On the last Friday of every month between April and October, the Newburgh Transportation Advisory Committee hosts a critical mass bike ride. They have been doing so for the past four years, and even now with the COVID-19 pandemic, they are asking for those to come out and join them.
In fact, it is a great activity that allows for social distancing and safety. With less people working out at the gym, bicycling is the perfect form of exercise.
The last critical mass bike ride of the season is being held on Friday, October 30 – with a Halloween theme! Anyone in the community with a bicycle is invited to come out, dress up in their favorite Halloween costume and get riding. Don’t forget a helmet.
All bicyclists who are interested should meet at Liberty Street Bistro, located at 97 Liberty Street, at 5 p.m.
You might be wondering, what exactly is a critical mass bike ride? It is an “organic bike ride through the city’s main thoroughfares and side streets, en masse.”
The group bike ride is a way to encourage making the streets safer for all modes of transportation. While it is a way to bring attention to shared road safety, it also allows those to explore the city and meet neighbors.
The critical mass bike ride is huge in cities across the country like Portland, Seattle and New York City with hundreds gathering for the event.
“Newburgh is an interesting city where there is a new influx of people and a large portion of locals who have been here for ages, and they don’t always mix,” said Bobby Szeli, who has been participating in the critical mass bike rides for three years now. “I think a critical mass is useful to get those groups to come together.”
The bike ride isn’t rigidly planned. Once everyone has met at the location, someone calls out a landmark in the city and they get riding. The ride is anywhere between 45 to 60 minutes.
You don’t have to be an experienced cyclist either. Everyone comes out with different kinds of bikes and they all go at their own pace.

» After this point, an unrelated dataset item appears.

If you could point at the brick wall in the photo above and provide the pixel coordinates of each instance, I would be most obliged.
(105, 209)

“Some people show up with expensive bikes that they’ve ridden across the entire country and others show up with a bike they’ve maybe taken around the block a few times,” said Szeli. “The whole goal is to interact and experience the city and see things you typically wouldn’t in a car because you’re driving too fast.”
While the Halloween themed bike ride is the last of the season, it is a way to encourage people to come out and join again next year.
“Newburgh is a beautiful, bikeable city,” said Naomi Hersson-Ringskog, who is a member of the Transportation Advisory Commitee. “The Transportation Advisory Committee has a number of initiatives to make the city safer and more enjoyable for bicyclists. I am really looking forward to 2021.”